Lentiviral transduction of wild-type and siRNA-resistant DUSP4
The destination vector pLX301 was purchased from Addgene51
. The Gateway entry vector for the wild-type DUSP4 open reading frame (pENTR221) was purchased from Open Biosystems (100066579). Six synonymous point mutations were introduced in the target coding sequence of siDUSP4 construct 3 to render the resulting transcript resistant to the siRNA (services provided by GENEWIZ, South Plainfield, NJ). The resulting sequences are shown below (siRNA target in bold).
- wild type: GACTGCCCAAACCACTTTGAAGGACACTATCAGTACA AGTGCATCCCAGTGGAAGATAAC;
- mutated: GACTGCCCAAACCACTTTGAGGGTCATTACCAATATA AGTGCATCCCAGTGGAAGATAAC
Gateway recombination was performed using the Invitrogen Clonase II LR Kit, resulting in the wild-type pLX301-DUSP4 and pLX301-DUSP4 mutant constructs. Lentivirus was packaged in 293T cells by cotransfection with the plasmids psPAX2 and pMD2G. MDA-231 cells were transduced with viral supernatant and selected with puromycin for over 1 week before plating for experiments.
SiRNA knockdown of DUSP4
Cells were reverse transfected by plating 2 × 105 cells in 5 ml of growth medium in 60-mm dishes containing precomplexed Lipofectamine RNAiMAX (Invitrogen) and siRNA in Optimem (Gibco) medium. After 24 h, cells were transferred to 6-well or 96-well plates for drug treatment. SiRNA duplexes were obtained from QIAGEN (siCONTROL: 5′-GGAAGCAGACTCACTCTTATA-3′) or Dharmacon (ON-TARGETplus, siDUSP4 construct 1: 5′-GUACAUCGAUGCCGUGAAG-3′; siDUSP4 construct 2: 5′-CAUCACGGCUCUGUUGAAU-3′; and siDUSP4 construct 3: 5′-GAAG GACACUAUCAGUACA-3′). All siRNAs were used at a final concentration of 20 nM.

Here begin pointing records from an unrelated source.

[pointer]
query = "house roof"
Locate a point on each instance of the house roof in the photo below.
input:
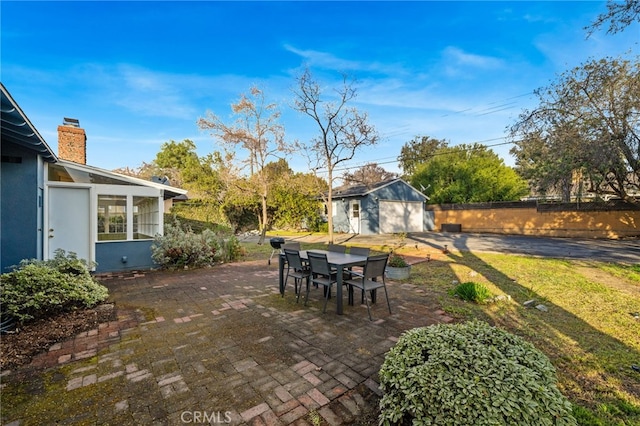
(97, 175)
(16, 128)
(362, 190)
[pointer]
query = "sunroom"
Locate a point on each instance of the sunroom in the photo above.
(102, 216)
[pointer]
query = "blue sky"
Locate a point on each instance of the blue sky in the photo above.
(138, 74)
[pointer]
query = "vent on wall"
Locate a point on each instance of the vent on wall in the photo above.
(11, 159)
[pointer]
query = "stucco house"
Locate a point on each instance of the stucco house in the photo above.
(387, 207)
(54, 201)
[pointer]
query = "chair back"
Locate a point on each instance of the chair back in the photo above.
(291, 246)
(360, 251)
(337, 248)
(293, 258)
(319, 264)
(375, 266)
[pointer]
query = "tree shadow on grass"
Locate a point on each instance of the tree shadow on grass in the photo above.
(578, 350)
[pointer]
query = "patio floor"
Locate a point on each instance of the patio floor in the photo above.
(222, 346)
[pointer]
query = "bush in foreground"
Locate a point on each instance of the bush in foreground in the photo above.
(38, 289)
(180, 247)
(469, 374)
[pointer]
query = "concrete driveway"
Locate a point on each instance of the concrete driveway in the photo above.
(623, 251)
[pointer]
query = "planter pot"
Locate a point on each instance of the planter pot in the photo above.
(7, 323)
(398, 273)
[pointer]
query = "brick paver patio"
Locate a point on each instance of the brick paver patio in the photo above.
(220, 346)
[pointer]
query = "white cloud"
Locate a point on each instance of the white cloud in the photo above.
(459, 61)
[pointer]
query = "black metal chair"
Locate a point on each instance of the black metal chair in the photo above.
(371, 279)
(298, 270)
(321, 274)
(360, 251)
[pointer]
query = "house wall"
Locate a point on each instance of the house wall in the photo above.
(20, 206)
(72, 144)
(109, 256)
(550, 221)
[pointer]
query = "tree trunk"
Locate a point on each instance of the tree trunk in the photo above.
(330, 207)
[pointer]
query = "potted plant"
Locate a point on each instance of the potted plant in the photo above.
(397, 268)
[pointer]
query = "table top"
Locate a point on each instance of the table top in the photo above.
(338, 259)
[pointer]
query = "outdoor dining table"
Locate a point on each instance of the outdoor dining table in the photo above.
(339, 261)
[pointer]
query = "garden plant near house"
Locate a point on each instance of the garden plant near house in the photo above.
(39, 289)
(180, 247)
(469, 374)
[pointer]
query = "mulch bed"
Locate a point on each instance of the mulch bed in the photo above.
(19, 346)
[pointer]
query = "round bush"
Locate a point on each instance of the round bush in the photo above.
(469, 374)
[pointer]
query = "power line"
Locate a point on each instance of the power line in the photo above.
(470, 148)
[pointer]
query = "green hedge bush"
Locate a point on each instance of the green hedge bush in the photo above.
(181, 247)
(38, 289)
(469, 374)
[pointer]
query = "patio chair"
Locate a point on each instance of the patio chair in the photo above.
(371, 279)
(337, 248)
(290, 246)
(298, 270)
(360, 251)
(321, 274)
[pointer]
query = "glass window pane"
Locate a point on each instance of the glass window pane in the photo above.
(112, 217)
(146, 217)
(59, 173)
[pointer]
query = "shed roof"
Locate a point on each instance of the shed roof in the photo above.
(364, 189)
(17, 129)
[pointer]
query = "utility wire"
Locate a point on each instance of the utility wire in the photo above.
(379, 161)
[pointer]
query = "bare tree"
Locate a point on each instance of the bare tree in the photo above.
(619, 15)
(257, 131)
(342, 129)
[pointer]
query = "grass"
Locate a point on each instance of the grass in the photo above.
(589, 331)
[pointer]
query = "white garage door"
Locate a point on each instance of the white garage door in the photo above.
(401, 216)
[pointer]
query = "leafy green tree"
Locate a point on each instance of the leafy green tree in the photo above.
(179, 162)
(468, 174)
(586, 124)
(367, 174)
(343, 130)
(418, 151)
(294, 200)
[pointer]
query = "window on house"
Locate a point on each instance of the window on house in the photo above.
(146, 215)
(112, 217)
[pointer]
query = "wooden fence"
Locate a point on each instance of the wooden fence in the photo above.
(589, 220)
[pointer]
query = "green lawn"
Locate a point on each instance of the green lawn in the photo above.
(590, 332)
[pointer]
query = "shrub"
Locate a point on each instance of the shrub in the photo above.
(180, 247)
(397, 261)
(472, 292)
(469, 374)
(37, 289)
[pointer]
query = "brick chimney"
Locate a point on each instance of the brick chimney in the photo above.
(72, 141)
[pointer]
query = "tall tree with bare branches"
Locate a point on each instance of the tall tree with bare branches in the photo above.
(343, 130)
(619, 15)
(257, 131)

MDA-231 and MDA-436 cells grown in 4-well chamber slides were fixed in 10% neutral buffered formalin, washed twice with PBS and then blocked for 30 min in 3% cold fish gelatin (Sigma-Aldrich) in PBST (0.1% Tween-20 in PBS, pH 7.4). Slides were incubated overnight at 4 °C with a rabbit antibody to DUSP4 (Abcam, ab7259, 1:200) and a goat antibody to cleaved caspase 3 (Santa Cruz Biotechnologies, sc-22171, 1:100), washed five times with PBS (2 min per wash) and incubated with fluorochrome-conjugated donkey antibody for rabbit or goat IgG. (Santa Cruz Biotechnologies, 1:100 in PBS) for 2 h at 4 °C, washed five times with PBS (2 min per wash) and mounted using Vectashield with DAPI (Vector Laboratories, Burlingame, VT). Images were captured using ProgRes software and a Jenoptik ProgRes digital camera mounted on a Motic AE31 microscope. To quantify activated caspase 3, four or five random images (FITC for cleaved caspase 3 and DAPI) were taken from each well. The images were converted to a binary signal and quantified by densitometry using ImageJ. Each caspase 3 measurement was normalized to its paired DAPI measurement to control for cell number.
Cell viability and apoptosis assays
Sulforhodamine B assays were performed as previously described42
. Apoptosis assays (Caspase-Glo) were performed in 96-well black-walled plates according to the manufacturer’s protocol (Promega, Madison, WI). SRB and Caspase-Glo assay data were normalized by subtracting the signal in a blank well and then dividing by the signal from untreated cells where indicated (percentage of control viability).